The Modern Day Slave Ship

Might be a little behind on the times with this one, since it was an issue from mid-September 2014, however, I thought it was worth a little note.

A Pennsylvania newspaper, the Lancaster New Era, ran a cartoon comparing the appalling conditions that African men and women were exposed to.

The International Slavery Museum explains it better than me:

Slave ships spent several months travelling to different parts of the coast, buying their cargo. The captives were often in poor health from the physical and mental abuse they had suffered.

http://www.liverpoolmuseums.org.uk/ism/slavery/middle_passage/

The slaves would be both physically and mentally abused in order to keep costs as low as possible whilst transporting them as well as for petty entertainment for the white superiors above deck. The image below shows Africans being forced to dance aboard a slave ship.

The Museum goes on to say that:

They were taken on board, stripped naked and examined from head to toe by the captain or surgeon.

Conditions on board ship during the Middle Passage were appalling. The men were packed together below deck and were secured by leg irons. The space was so cramped they were forced to crouch or lie down. Women and children were kept in separate quarters, sometimes on deck, allowing them limited freedom of movement, but this also exposed them to violence and sexual abuse from the crew.

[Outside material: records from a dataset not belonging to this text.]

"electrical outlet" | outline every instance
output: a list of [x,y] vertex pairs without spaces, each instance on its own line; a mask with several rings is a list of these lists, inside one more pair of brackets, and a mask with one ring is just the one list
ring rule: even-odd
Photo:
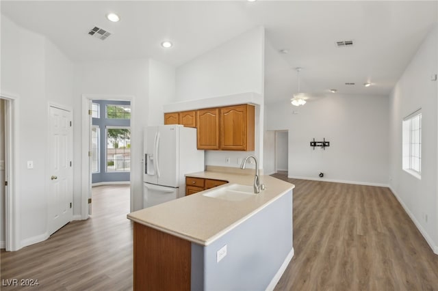
[[220,262],[222,259],[227,255],[227,245],[221,247],[219,251],[216,252],[216,262]]

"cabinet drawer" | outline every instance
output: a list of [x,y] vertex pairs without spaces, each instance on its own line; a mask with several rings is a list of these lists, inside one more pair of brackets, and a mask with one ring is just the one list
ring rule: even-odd
[[228,182],[222,181],[220,180],[205,180],[205,189],[209,189],[210,188],[216,187],[218,186],[223,185],[224,184],[227,184]]
[[204,189],[201,187],[194,187],[193,186],[185,186],[185,196],[201,192]]
[[194,186],[204,189],[204,179],[202,178],[185,177],[186,186]]

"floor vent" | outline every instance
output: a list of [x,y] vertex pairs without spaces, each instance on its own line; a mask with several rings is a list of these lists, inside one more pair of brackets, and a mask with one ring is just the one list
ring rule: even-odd
[[337,47],[346,47],[346,46],[353,46],[352,40],[341,40],[339,42],[336,42],[336,46]]
[[94,28],[93,28],[92,29],[91,29],[89,32],[88,34],[94,36],[94,38],[97,38],[99,40],[106,40],[110,36],[111,36],[111,33],[107,31],[105,29],[102,29],[101,28],[97,27],[96,26],[94,27]]

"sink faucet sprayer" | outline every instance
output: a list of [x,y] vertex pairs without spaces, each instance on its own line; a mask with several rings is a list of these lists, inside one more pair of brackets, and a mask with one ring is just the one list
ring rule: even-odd
[[246,165],[246,161],[249,158],[253,158],[255,161],[255,176],[254,176],[254,193],[259,193],[260,189],[261,190],[265,190],[265,185],[260,184],[260,180],[259,178],[259,161],[257,161],[257,158],[255,156],[248,156],[245,158],[243,162],[242,162],[242,165],[240,166],[241,169],[245,169],[245,166]]

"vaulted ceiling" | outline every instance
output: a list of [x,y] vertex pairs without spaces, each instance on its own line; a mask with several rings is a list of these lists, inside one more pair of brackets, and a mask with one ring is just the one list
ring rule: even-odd
[[[387,96],[438,21],[437,1],[1,1],[1,13],[75,62],[151,57],[183,64],[253,27],[266,28],[266,102],[302,91]],[[114,12],[118,23],[105,15]],[[105,41],[88,33],[97,26]],[[164,49],[164,40],[174,44]],[[353,45],[338,47],[338,41]],[[286,50],[287,53],[282,53]],[[365,87],[365,82],[372,86]],[[346,83],[355,83],[346,85]]]

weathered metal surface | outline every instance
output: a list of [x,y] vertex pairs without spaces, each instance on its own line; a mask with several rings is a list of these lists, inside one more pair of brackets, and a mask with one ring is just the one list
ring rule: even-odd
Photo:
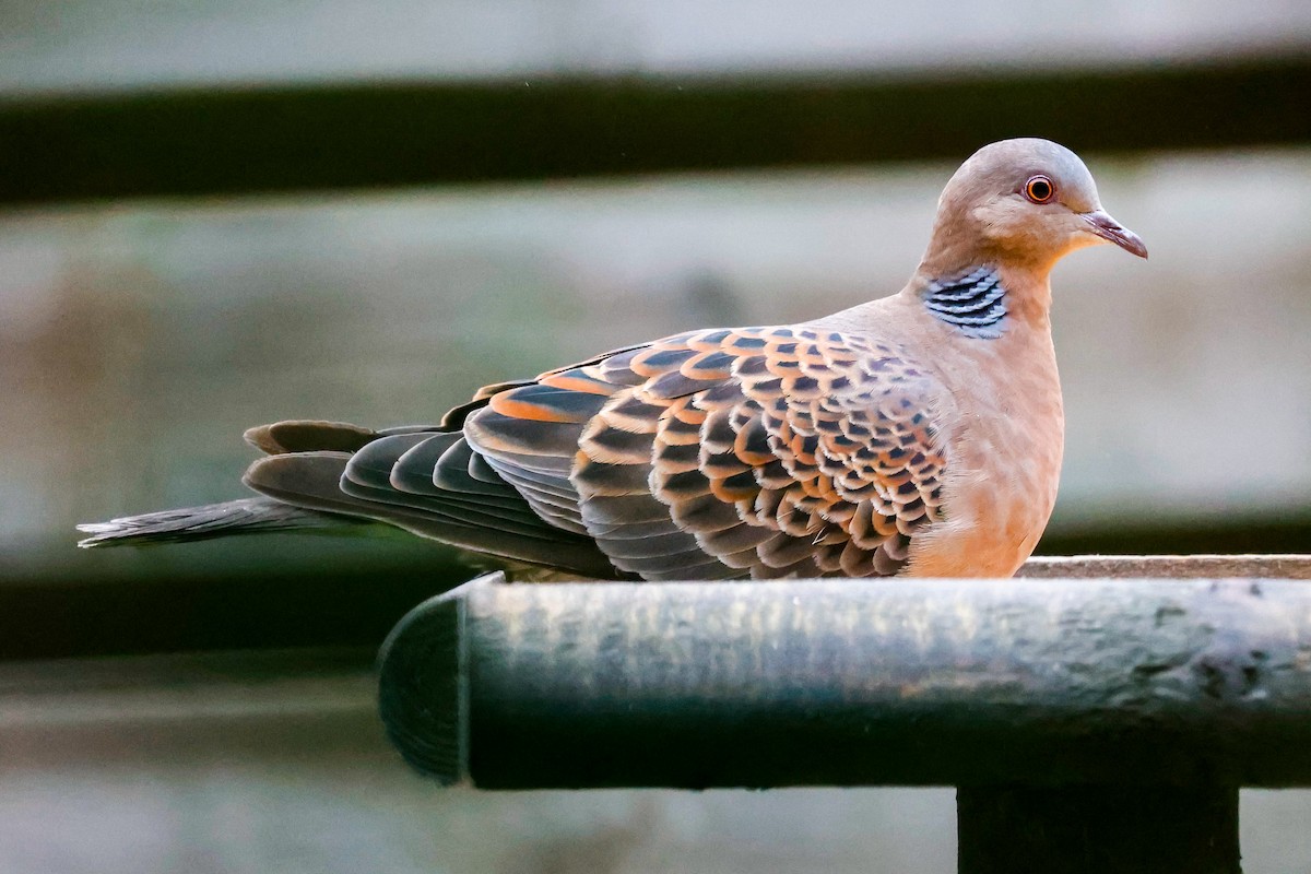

The air in the hold was foul and putrid. Seasickness was common and the heat was oppressive. The lack of sanitation and suffocating conditions meant there was a constant threat of disease. Epidemics of fever, dysentery (the ‘flux’) and smallpox were frequent. Captives endured these conditions for about two months, sometimes longer.

In good weather the captives were brought on deck in midmorning and forced to exercise. They were fed twice a day and those refusing to eat were force-fed. Those who died were thrown overboard.

The combination of disease, inadequate food, rebellion and punishment took a heavy toll on captives and crew alike. Surviving records suggest that until the 1750s one in five Africans on board ship died.

http://www.liverpoolmuseums.org.uk/ism/slavery/middle_passage/

This is the cartoon that was published by the Lancaster New Era.

Slavery-CartoonAt this point I am going to inform you (in case you don’t know) that the newspaper very swiftly ran an apology after a storm of complaints.

My personal opinion? Yes, it was tasteless. Yes, it was inappropriate. However, I do not think the paper intended any offence. I simply think they were a little thoughtless.